Panel-Diskutant:innen: Bürokratie mit Maß und Verstand
Auf die Themen Sicherheit und Planung wurde auch im Bezug zum Bürokratieabbau aufmerksam gemacht. Während die Sicherheits- und Menschenrechtsstandards, die hinter Gesetzen wie dem Lieferkettengesetz stehen, dafür sorgen, dass in Deutschland und der EU hochwertig Qualitätsstandards eingehalten werden, brauche es einen Bürokratieabbau mit Maß und Verstand. Denn extra Auflagen fressen Kapazitäten, schaden besonders kleinen Unternehmen und sorgen für Verwirrung seitens der produzierenden Industrie.

Wege zur Steigerung der Produktivität fanden immer wieder Anklang in den Impulsen. Die Fahrradindustrie beschäftigt viele ausländische Fachkräfte. Grabner-Urkauf, deren Unternehmen in Österreich sitzt, betonte die Wichtigkeit der Freizügigkeit innerhalb der EU für ihr wirtschaftliches Handeln. Anke Schäffner ergänzte, dass neben ausländischen Fachkräften auch die Ausbildung eine wichtige Rolle spiele. Der ZIV bemüht sich mit Angeboten wie dem Azubi-Tag, den Auszubildenden die Wichtigkeit ihrer Arbeit sowie die verschiedenen Zukunftsperspektiven zu verdeutlichen. Doch vielerorts fehlt es an Berufsschulen für Zweiradmechatronik oder an der Wertschätzung von Ausbildungsabschlüssen im Handwerk. MdB Sandra Stein betonte, dass auch das oft nicht ausreichende Angebot an Kinderbetreuung ein Hemmnis für die deutsche Wirtschaft sei. Dadurch könne das volle Potenzial von Fachkräften, häufig Frauen, nicht gut ausgeschöpft werden.
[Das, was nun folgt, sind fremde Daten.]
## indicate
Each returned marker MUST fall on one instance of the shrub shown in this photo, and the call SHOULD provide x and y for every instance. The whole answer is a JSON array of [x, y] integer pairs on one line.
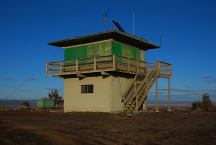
[[25, 103], [205, 104]]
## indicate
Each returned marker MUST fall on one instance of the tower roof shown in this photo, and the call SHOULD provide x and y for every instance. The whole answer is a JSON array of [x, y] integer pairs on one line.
[[122, 37]]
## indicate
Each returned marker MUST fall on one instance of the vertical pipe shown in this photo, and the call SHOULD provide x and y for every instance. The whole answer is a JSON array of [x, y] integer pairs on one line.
[[169, 101], [156, 94], [47, 69]]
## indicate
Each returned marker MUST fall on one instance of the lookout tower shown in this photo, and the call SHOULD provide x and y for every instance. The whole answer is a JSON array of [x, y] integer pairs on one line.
[[108, 72]]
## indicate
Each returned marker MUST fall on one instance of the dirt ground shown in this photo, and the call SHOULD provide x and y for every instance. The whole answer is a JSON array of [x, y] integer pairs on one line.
[[52, 128]]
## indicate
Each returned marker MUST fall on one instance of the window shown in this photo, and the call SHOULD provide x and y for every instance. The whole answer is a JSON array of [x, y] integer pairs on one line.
[[87, 88]]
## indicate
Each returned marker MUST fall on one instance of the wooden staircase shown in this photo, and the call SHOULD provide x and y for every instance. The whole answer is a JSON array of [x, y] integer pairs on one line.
[[142, 84]]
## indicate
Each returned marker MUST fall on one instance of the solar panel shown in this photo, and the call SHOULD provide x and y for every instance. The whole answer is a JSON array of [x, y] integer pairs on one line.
[[117, 26]]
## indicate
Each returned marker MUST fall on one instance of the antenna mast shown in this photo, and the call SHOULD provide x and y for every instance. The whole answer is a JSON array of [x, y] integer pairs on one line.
[[133, 22]]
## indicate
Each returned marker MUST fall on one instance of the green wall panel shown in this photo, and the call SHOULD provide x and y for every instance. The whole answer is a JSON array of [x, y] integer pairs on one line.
[[124, 50], [75, 53], [88, 51], [104, 48]]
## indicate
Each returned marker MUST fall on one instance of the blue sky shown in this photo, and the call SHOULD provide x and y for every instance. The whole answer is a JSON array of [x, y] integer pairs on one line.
[[187, 28]]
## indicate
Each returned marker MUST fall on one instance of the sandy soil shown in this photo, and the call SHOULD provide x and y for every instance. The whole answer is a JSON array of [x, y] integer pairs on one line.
[[45, 128]]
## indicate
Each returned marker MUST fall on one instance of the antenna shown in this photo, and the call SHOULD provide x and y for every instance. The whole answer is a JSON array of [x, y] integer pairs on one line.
[[133, 22], [105, 18], [160, 40]]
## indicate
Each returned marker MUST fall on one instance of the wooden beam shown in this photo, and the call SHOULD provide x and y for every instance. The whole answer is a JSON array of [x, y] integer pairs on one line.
[[145, 107], [156, 94]]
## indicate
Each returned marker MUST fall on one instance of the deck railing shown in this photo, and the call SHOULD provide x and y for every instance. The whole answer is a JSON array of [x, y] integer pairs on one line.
[[104, 63]]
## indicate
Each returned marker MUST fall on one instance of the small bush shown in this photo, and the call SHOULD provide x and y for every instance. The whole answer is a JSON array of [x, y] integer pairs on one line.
[[25, 103]]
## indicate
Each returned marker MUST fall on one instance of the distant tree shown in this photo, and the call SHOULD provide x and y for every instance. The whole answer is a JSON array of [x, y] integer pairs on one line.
[[54, 95]]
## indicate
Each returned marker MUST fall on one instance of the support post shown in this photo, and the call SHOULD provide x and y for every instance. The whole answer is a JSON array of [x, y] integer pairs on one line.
[[137, 62], [128, 65], [169, 102], [47, 69], [145, 107], [135, 90], [95, 67], [77, 67], [156, 94], [114, 62]]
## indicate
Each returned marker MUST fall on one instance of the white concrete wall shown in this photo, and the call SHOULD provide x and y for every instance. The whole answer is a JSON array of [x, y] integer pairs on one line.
[[107, 94], [120, 86], [99, 101]]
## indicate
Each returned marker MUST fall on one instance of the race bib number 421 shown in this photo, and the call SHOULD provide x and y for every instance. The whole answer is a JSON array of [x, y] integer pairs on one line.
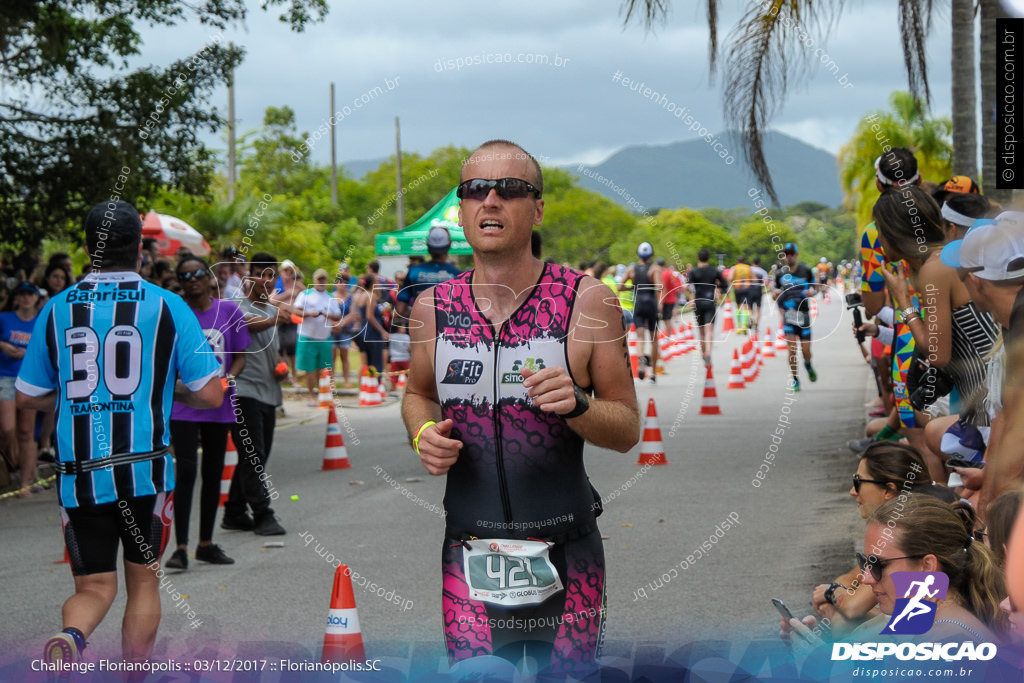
[[510, 573]]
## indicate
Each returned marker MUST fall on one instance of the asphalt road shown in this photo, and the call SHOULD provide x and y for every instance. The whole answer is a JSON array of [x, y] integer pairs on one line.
[[798, 528]]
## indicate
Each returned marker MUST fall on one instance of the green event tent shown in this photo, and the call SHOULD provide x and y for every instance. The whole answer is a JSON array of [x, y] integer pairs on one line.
[[413, 240]]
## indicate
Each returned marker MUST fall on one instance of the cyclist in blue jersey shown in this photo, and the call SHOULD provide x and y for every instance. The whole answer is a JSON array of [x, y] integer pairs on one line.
[[504, 358], [795, 284], [110, 354]]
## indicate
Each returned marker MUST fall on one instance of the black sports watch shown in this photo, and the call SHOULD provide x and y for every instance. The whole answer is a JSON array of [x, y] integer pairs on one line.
[[583, 403], [830, 593]]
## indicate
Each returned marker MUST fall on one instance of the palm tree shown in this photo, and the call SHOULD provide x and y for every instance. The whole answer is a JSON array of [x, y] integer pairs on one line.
[[767, 52], [990, 10], [965, 123], [906, 125]]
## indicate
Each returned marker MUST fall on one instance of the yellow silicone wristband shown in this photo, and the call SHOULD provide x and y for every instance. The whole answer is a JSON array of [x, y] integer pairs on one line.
[[416, 439]]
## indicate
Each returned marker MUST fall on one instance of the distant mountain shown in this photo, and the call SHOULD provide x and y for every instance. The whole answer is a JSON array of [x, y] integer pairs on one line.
[[691, 174]]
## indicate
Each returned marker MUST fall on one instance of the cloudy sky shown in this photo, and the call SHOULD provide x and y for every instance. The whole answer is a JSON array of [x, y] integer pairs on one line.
[[566, 110]]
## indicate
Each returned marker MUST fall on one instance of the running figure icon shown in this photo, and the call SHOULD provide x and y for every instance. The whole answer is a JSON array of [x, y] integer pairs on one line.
[[915, 606]]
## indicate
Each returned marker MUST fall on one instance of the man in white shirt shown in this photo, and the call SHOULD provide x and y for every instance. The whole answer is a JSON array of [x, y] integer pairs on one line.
[[318, 310]]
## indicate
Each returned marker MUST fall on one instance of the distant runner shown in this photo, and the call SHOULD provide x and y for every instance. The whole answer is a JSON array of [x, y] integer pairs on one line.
[[794, 287]]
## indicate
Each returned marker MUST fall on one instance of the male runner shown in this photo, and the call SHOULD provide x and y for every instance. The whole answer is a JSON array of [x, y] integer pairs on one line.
[[105, 353], [515, 364], [425, 275], [755, 292], [646, 279], [794, 286], [708, 284]]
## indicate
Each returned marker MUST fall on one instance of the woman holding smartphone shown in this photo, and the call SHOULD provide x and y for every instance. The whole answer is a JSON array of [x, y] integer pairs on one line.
[[227, 335], [948, 330]]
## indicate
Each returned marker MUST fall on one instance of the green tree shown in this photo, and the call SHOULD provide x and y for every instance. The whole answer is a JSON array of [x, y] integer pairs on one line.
[[101, 131], [677, 235], [768, 51], [580, 224], [765, 239], [905, 126]]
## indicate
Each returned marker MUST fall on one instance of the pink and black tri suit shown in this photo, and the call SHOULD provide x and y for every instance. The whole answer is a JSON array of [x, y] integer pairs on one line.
[[520, 474]]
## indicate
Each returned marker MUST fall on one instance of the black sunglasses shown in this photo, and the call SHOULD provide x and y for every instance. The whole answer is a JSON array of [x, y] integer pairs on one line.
[[189, 274], [879, 565], [508, 188], [857, 481]]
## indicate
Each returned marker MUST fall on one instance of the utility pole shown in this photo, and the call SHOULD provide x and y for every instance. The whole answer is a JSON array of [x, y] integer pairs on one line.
[[400, 208], [230, 131], [334, 157]]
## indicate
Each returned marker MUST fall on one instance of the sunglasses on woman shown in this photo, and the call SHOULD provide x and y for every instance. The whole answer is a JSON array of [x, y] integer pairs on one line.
[[508, 188], [857, 481], [879, 565], [193, 274]]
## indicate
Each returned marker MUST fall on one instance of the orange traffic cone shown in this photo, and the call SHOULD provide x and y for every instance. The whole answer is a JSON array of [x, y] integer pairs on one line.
[[230, 462], [651, 450], [335, 455], [369, 389], [710, 403], [736, 380], [343, 639], [747, 361], [633, 341], [728, 322], [326, 397], [769, 346], [780, 343]]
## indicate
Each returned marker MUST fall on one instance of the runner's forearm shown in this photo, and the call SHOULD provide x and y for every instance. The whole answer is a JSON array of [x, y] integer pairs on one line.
[[608, 424]]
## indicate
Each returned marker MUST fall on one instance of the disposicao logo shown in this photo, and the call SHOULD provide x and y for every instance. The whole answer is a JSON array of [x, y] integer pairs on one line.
[[913, 614]]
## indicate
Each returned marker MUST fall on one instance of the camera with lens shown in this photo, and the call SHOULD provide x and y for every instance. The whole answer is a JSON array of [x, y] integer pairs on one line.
[[853, 302]]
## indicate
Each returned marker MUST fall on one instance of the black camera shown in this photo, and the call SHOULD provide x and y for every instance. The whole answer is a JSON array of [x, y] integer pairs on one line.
[[854, 300]]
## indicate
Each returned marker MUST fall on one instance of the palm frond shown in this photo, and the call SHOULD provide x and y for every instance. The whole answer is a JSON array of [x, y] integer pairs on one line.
[[769, 48], [914, 22], [652, 10]]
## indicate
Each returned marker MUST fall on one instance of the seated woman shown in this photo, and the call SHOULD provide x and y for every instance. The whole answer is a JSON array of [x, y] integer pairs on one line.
[[886, 470], [948, 330], [927, 535]]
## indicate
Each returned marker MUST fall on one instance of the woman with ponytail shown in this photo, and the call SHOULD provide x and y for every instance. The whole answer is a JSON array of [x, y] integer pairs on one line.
[[926, 535]]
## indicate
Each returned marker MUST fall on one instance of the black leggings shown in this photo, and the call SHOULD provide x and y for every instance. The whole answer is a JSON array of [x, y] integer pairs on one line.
[[185, 437]]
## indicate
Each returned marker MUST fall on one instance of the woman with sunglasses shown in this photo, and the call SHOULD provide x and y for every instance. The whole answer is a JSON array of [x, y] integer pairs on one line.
[[926, 535], [948, 330], [931, 536], [225, 330], [886, 470]]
Doch die Branche hat auch vieles zu bieten, was die Mobilität von Arbeitskräften erleichtert: Angebote wie das Dienstrad-Leasing erfreuen sich demnach auch immer größerer Beliebtheit.
Unterm Strich waren sich die Speaker:innen einig, dass es neben Kooperation mit der Politik, mehr Zusammenarbeit zwischen den verschiedenen Mobilitätsindustrien braucht – auch EU-weit.
Stark für die Zukunft
Tony Grimaldi (Vorstandsvorsitzender, Cycling Industries Europe – CIE) rundete den inhaltlichen Teil des Abends mit einem Impuls zur europäischen Fahrradindustrie ab. Die europäische Fahrradindustrie repräsentiert rund 1 Million Jobs in Europa und mit der European Declaration on Cycling, die im April 2024 unterzeichnet wurde, soll diese Zahl bis 2030 verdoppelt und das Fahrrad als zentraler wirtschaftlicher und gesellschaftlicher Player in Europa gestärkt werden.

Abschließend sprach Burkhard Stork, Geschäftsführer beim ZIV – Die Fahrradindustrie, zum versammelten Publikum. Er ging er auf die vielen Schnittstellen bei den Herausforderungen zwischen der Fahrradindustrie und der gesamten wirtschaftlichen Infrastruktur des Landes ein. Modernisierung und Bürokratieabbau seien Themen, die über die Fahrradindustrie hinausgingen: «Wir sind an unendlich vielen Stellen verkrustet, wir brauchen eine Aufbruchsstimmung, teilweise auch mehr Zentralisierung und eine Klärung von Zuständigkeiten und ein Mehr an Planbarkeit», appellierte Stork in Richtung der neuen Bundesregierung unter Kanzler Friedrich Merz.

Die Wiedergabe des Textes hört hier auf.